À la lecture de cette phrase, j’entends soudainement d’autres mots. Ils surgissent en écho, comme une interrogation, l’extension d’un imaginaire… « Dès que l’on commence à être, tout devient-il fiction ? » Notre mise au monde serait-elle une fiction ? Un mauvais rêve ? ... Jusqu’à cet instant où la douleur… insoutenable. 


Insoutenable le réel. Avoir la force de l’imaginaire à incarner de nouveaux mondes. L’imagination ne fait-elle pas corps avec le réel ? Ne provient-elle pas de l’esprit ?  Cette part invisible de notre réalité ?


D’où viennent ces choses que nous inventons ? Mémoires oubliées ? Endormies ? Souvenirs éteints de temps millénaires ? 

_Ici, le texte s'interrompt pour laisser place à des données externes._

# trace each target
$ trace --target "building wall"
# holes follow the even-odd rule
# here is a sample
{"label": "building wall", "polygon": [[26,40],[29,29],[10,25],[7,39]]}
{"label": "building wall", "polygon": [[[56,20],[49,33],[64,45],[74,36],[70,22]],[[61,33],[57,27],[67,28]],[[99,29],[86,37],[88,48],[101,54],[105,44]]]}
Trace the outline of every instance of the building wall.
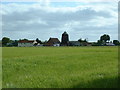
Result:
{"label": "building wall", "polygon": [[33,43],[18,43],[18,47],[32,47]]}

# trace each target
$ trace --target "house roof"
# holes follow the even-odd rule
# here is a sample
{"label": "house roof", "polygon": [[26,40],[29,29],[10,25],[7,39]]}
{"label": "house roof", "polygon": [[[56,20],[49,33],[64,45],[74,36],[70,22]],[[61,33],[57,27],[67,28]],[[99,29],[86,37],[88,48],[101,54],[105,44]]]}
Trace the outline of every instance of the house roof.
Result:
{"label": "house roof", "polygon": [[20,40],[18,43],[33,43],[34,40]]}
{"label": "house roof", "polygon": [[60,43],[58,38],[50,38],[45,45],[52,46],[53,44],[58,44],[58,43]]}

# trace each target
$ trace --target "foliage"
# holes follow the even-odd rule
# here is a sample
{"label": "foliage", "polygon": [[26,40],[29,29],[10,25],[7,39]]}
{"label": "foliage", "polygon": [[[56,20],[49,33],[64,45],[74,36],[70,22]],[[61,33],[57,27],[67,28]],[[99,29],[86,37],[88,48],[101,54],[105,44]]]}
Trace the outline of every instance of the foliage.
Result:
{"label": "foliage", "polygon": [[37,43],[42,44],[41,40],[39,40],[38,38],[36,39]]}
{"label": "foliage", "polygon": [[3,88],[116,88],[117,47],[3,47]]}
{"label": "foliage", "polygon": [[2,46],[7,46],[7,43],[10,42],[10,38],[8,37],[3,37],[2,38]]}
{"label": "foliage", "polygon": [[120,45],[120,42],[118,40],[113,40],[113,44]]}

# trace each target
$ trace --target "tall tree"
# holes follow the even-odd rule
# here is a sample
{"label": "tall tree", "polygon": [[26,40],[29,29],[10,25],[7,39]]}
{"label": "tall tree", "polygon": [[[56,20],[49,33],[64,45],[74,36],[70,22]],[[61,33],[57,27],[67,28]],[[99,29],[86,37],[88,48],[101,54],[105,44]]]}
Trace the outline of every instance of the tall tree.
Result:
{"label": "tall tree", "polygon": [[8,38],[8,37],[3,37],[3,38],[2,38],[2,45],[3,45],[3,46],[6,46],[7,43],[9,43],[9,42],[10,42],[10,38]]}
{"label": "tall tree", "polygon": [[37,43],[42,44],[41,40],[39,40],[38,38],[36,39]]}

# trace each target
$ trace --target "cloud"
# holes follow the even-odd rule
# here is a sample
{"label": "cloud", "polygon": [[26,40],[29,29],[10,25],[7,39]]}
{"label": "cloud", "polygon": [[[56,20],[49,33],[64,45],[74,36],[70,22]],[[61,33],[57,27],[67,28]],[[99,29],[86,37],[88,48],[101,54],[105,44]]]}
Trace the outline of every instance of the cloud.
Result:
{"label": "cloud", "polygon": [[[117,33],[118,18],[116,3],[77,3],[74,7],[50,5],[51,3],[2,4],[3,36],[12,39],[60,39],[61,34],[67,31],[72,36],[71,40],[77,40],[82,34],[82,37],[95,41],[95,38],[89,36],[95,37],[96,34],[105,32],[112,35],[115,31],[113,37],[117,38],[114,36]],[[88,35],[87,32],[92,34]]]}

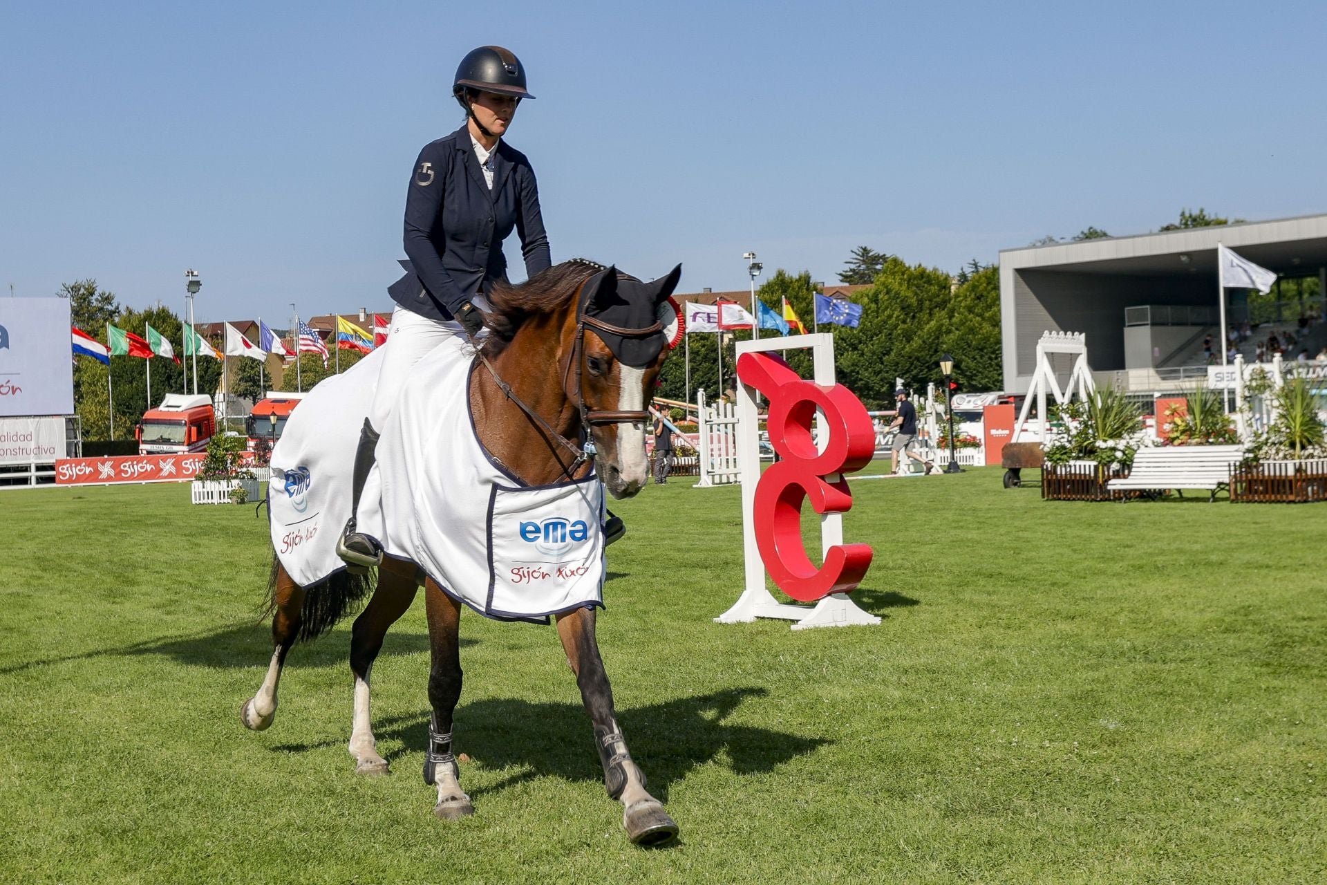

S’éveillent des fragments de l’histoire de l’humanité en nos chairs vivantes. 

Nous ne les avons pourtant pas vécus, tous ces souvenirs ; et pourtant, ils sont là, en nous.


Insondable besoin d’un ailleurs. Transcender le réel, comme une nécessité. 


Mais pourquoi ce réel, qui nous accueille, n’est-il pas à la hauteur de nos espérances ? Que lui manque-t-il pour que nous fassions appel à notre imaginaire ? Et quelle est la nature de cette force qui nous pousse à la création pour tenter d’exister ? Survivre. Vivre.


Être mis au monde et s’évaporer. 


L’art pour tenter de vivre. L’art pour oublier le pire du réel. 


Demeure la page blanche qui accueille. Demeure la page blanche qui efface. 


Que s’est-il passé entre le premier cri et le dernier souffle ? 


Générique début. Générique fin. 

Il était une fois, la vie. Et sans en savoir plus, clap de fin.